The following were purchased: human pancreatic carcinoma cell lines MiaPaca (American Type Culture Collection) and DanG and murine lymphoma cell line YAC-1 (Deutsche Sammlung von Mikroorganismen und Zellkulturen (DSMZ) GmbH, Braun-schweig, Germany); Dulbecco's Eagle medium (DMEM), RPMI 1640 medium, PBS, Hanks' Balanced Salt Solution (HBSS), Antibiotic/Antimycotic Solution, glutamine and hygromycin B (Invitrogen, Berlin, Germany); fetal calf serum (FCS), trypsin/EDTA, penicillin, and streptomycin (Biochrom, Berlin, Germany); human fusion protein L19IL2 and human homodimeric scFv antibody fragment L19 (Schering A G, Berlin, Germany); Ficoll-Paque Plus (Amersham, Braunschweig, Germany); collagenase Type 3 (Worthington, N.J., USA); AmpliTaq Gold DNA polymerase (Applied Biosystems, Calif., USA); PCR Nucleotide Mix (Roche Diagnostics, Indianapolis, USA); TumorTACS in situ Apoptosis Detection Kit (R&D Systems GmbH, Wiesbaden-Nordenstadt, Germany); monoclonal mouse anti-human-pancytokeratin (C11) Ab (Santa Cruz Biotechnology, CA, USA); monoclonal mouse anti-human Ki67 Ab (Dianova, Hamburg, Germany); Biotin conjugated monoclonal mouse anti mouse NK 1.1 (PK136) Ab (Serotec, Düsseldorf Germany), monoclonal rat anti mouse CD11b (M1/70) Ab and R-PE conjugated monoclonal rat anti mouse CD49b (DX5) Ab (BDBiosciences, Heidelberg, Germany); rabbit anti asialo GM1 antiserum (ASGM1) (Wako Chemicals GmbH, Neuss, Germany); monoclonal mouse anti human CD31 (JC/70A) Ab, monoclonal mouse anti human CA 19-9 (1116-NS-19-9) Ab and AEC-Substrate-Chromogen (Dako, Hamburg, Germany); Vectastain ABC kit (Vector Laboratories, Wertheim-Bettingen, Germany); Alamar Blue (BioSource, CA, USA); QIAamp DNA Mini Kit (Qiagen, Hilden, Germany); gemcitabine (Lilly, Gieβen, Germany), Rompun 2% (Bayer GmbH, Leverkusen, Germany); Ketavet (Pharmacia GmbH, Erlangen, Germany). All other chemicals and reagents were purchased from Sigma Chemical Co. (Deisenhofen, Germany).

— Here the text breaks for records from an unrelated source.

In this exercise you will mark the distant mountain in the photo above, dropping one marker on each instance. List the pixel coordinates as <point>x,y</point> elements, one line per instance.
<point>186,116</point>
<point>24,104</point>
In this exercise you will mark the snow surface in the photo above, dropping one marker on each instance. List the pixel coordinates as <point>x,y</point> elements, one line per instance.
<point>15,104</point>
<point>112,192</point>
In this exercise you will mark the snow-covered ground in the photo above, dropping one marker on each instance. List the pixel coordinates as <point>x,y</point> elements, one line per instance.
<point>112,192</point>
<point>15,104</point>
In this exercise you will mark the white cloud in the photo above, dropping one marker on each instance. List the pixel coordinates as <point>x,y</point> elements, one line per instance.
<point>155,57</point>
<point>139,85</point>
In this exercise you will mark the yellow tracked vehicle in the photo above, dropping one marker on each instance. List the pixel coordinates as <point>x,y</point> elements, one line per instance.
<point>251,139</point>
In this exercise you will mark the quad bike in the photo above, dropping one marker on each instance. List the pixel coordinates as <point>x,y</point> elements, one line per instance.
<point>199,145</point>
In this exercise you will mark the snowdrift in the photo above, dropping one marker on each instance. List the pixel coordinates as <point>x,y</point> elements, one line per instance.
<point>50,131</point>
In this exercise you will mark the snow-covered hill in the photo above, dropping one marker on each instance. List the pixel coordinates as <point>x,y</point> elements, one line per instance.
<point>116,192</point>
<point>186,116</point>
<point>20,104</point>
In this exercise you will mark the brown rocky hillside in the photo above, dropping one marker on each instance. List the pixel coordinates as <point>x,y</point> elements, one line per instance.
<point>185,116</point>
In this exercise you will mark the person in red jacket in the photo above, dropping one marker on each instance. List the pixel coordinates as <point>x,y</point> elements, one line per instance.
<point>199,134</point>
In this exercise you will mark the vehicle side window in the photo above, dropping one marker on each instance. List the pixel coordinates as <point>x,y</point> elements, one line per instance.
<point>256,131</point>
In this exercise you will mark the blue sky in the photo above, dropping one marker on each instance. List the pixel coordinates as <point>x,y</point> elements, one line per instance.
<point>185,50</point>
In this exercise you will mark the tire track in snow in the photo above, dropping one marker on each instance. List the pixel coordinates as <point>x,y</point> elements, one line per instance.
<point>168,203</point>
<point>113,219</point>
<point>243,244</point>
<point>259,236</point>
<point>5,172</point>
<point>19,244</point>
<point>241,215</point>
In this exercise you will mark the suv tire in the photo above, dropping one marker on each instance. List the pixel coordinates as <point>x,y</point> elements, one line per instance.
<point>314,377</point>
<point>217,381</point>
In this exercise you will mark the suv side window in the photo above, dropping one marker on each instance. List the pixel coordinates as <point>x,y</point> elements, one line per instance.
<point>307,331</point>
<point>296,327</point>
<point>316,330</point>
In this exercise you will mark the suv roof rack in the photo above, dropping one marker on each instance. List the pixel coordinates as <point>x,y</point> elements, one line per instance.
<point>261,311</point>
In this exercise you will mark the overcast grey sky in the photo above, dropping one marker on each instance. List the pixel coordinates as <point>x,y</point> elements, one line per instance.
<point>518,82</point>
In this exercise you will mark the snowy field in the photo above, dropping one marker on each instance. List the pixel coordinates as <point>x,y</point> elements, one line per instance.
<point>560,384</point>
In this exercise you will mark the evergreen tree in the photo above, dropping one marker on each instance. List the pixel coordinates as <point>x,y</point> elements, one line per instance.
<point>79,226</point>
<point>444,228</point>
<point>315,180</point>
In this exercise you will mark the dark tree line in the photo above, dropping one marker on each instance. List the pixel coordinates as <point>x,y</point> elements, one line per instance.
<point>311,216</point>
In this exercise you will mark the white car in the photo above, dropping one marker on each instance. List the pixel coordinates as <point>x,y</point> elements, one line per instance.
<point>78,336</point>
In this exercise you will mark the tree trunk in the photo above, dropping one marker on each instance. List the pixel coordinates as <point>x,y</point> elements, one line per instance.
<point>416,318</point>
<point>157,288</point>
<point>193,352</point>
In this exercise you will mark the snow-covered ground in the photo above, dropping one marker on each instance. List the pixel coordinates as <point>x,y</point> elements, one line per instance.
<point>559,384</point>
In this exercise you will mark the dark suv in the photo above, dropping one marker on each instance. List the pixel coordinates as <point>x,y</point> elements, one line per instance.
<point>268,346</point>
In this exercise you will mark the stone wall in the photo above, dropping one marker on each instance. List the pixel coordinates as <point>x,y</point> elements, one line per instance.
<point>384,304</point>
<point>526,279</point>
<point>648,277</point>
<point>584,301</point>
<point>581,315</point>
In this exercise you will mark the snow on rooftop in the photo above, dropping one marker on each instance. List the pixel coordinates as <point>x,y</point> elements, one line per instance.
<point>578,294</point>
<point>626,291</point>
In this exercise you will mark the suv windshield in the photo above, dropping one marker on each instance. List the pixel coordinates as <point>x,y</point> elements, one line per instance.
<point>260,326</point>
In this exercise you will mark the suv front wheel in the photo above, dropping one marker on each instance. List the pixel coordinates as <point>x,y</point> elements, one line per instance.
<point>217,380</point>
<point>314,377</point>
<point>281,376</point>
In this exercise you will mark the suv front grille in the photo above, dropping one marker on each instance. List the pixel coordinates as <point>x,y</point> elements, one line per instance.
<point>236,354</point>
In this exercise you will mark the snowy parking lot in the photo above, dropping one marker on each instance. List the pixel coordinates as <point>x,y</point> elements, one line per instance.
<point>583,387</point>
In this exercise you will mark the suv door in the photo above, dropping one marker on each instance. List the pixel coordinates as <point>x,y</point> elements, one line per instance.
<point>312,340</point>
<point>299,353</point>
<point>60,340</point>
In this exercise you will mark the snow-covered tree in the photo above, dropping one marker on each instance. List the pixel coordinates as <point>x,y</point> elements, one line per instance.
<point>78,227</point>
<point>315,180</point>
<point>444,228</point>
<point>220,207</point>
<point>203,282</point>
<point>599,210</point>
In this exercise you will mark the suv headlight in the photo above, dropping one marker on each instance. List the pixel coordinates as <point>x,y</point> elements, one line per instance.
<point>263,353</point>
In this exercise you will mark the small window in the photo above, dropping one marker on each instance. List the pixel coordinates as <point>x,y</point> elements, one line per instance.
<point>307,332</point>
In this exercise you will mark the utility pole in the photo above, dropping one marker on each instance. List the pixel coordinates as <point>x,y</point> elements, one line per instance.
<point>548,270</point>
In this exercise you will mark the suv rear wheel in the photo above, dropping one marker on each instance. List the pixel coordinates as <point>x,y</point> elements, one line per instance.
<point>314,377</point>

21 pancreatic carcinoma, 17 chronic pancreatitis and 13 normal pancreatic tissue samples were obtained from individuals who underwent surgical resection at the Department of Surgery at Charité University Hospital. This study was approved by the local ethics committee and all patients gave written informed consent prior to surgery.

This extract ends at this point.